Of course, women who go their own way ruthlessly are by no means more likeable than men who do the same. Béla Balázs, the Hungarian film theorist, communist and Jew, worked as a writer and co-director on Riefenstahl’s first film from 1932, “The Blue Light”. The film flopped in Germany and quickly disappeared from cinemas. Soon afterwards, Balázs had to flee Germany for Soviet emigration without receiving his fee. When Riefenstahl was established as a director in the Nazi state in 1938, “The Blue Light” was shown again in the cinema – but Baláz’s name had disappeared from the opening credits.

It is not known that Riefenstahl ever stood up for persecuted colleagues (unlike Gustaf Gründgens, who was also involved in the Nazi regime and who repeatedly wrote letters of appeal for others). When her cameraman Willy Zielke, who had shot the “Prologue” to the Olympic films, collapsed from exhaustion shortly afterwards and was taken to the psychiatric hospital, he was sterilized there as a mentally ill person – without his director, who was kept up to date , intervention.

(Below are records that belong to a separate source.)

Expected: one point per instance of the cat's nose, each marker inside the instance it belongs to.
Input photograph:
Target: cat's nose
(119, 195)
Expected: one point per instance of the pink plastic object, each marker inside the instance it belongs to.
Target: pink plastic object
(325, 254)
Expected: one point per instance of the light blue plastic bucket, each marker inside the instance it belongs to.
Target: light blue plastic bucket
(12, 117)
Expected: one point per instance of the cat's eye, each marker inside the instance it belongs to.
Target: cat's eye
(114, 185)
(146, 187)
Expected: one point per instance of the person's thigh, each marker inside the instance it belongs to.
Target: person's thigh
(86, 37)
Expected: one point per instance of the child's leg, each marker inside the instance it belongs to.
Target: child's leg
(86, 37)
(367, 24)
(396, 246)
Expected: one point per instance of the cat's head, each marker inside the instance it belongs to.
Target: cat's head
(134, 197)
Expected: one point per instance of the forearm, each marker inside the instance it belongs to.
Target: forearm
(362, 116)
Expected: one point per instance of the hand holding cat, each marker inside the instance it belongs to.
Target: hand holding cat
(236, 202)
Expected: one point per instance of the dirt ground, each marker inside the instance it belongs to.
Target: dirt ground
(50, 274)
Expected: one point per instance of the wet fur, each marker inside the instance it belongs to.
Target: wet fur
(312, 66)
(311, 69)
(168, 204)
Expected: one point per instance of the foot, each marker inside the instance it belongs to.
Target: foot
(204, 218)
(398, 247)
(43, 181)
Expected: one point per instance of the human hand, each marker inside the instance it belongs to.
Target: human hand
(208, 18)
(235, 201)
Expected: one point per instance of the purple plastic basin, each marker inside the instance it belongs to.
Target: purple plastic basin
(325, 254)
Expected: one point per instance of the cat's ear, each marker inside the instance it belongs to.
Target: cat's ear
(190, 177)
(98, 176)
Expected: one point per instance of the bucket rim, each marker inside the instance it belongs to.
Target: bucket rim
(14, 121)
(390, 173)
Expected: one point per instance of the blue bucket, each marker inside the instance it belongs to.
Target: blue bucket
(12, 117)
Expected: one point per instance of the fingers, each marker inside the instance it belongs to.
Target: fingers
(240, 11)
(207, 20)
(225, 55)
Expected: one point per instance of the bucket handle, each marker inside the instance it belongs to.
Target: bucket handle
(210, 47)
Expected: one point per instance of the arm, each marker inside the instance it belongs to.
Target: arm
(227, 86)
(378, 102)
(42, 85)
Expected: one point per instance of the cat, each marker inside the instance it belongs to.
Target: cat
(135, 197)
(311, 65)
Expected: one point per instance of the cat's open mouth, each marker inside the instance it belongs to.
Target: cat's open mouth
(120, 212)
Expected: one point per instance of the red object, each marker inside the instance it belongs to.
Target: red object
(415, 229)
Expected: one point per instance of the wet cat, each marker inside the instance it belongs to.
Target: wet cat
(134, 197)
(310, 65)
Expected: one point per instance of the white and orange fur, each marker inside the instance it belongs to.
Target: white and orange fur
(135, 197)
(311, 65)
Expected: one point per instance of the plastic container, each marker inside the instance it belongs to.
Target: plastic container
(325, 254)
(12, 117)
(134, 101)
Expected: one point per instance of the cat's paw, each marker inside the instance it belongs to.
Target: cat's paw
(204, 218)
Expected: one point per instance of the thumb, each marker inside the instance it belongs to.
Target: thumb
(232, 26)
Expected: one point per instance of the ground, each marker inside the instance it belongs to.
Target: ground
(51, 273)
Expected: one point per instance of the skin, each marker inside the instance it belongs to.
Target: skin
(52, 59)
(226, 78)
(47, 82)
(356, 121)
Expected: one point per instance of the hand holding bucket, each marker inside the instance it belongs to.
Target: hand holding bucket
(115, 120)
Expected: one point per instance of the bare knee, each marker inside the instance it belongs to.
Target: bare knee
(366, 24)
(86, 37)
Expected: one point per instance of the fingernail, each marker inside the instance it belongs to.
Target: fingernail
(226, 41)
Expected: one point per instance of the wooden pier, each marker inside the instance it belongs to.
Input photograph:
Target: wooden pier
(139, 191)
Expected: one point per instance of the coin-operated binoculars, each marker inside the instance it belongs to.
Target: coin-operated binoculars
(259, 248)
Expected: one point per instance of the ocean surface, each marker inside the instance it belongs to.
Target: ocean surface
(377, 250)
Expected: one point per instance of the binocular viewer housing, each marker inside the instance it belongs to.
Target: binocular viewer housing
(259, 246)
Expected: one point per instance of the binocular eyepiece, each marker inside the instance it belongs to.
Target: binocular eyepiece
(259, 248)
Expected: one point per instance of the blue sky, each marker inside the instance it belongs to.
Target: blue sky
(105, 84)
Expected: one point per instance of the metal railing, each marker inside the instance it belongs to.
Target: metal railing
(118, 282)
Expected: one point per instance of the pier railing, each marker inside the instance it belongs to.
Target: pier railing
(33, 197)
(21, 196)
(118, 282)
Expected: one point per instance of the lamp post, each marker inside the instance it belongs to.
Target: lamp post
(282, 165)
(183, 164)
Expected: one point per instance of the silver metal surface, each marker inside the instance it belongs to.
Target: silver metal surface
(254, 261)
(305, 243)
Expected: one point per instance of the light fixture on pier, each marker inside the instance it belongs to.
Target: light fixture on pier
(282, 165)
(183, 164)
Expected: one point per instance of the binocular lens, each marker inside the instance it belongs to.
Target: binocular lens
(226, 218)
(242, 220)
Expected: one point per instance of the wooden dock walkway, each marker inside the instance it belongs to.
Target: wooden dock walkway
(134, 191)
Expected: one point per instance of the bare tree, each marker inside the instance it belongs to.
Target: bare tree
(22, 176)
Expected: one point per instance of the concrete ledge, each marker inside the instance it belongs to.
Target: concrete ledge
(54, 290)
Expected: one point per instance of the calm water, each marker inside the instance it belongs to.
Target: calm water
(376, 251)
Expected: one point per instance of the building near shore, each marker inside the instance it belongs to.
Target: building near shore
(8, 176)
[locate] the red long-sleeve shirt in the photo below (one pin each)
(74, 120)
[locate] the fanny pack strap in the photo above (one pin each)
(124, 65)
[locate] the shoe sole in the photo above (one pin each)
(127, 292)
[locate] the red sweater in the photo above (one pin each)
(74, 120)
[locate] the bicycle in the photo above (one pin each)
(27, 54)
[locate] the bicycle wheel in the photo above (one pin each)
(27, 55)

No, she didn’t lift a finger for others.

But she couldn’t bear to witness the violence that her patrons Hitler and Goebbels had brought into the world. She was there with a camera crew during the invasion of Poland in 1939, but had to stop when she witnessed the atrocities committed by German soldiers. She witnessed a shooting of Jews in Konskie on September 12th – there are photos of her disbelief. But she herself would later say that she had nothing to do with these crimes. Instead, she made regular phone calls to Albert Speer (Hitler’s architect and armaments minister), who was released from prison in 1966. Because his “memories” had become a global success. She wanted to know what kind of performances he was doing. Both were made of the same stuff: not fanatics, but offering themselves to anyone who would promise to use their talents.

Yes, it’s unpleasant, but it doesn’t change the fact that as she got older she regularly visited the Nuba in Sudan and was fascinated by the big, muscular men – and of course made an effective illustrated book with her photos from them. The world of effects was hers – and it lives on in a disastrous way even after Riefenstahl’s death in 2003 at the age of 101.

»Riefenstahl«: Germany 2024. Director and script: Andres Veiel. 115 min. Now in the cinema.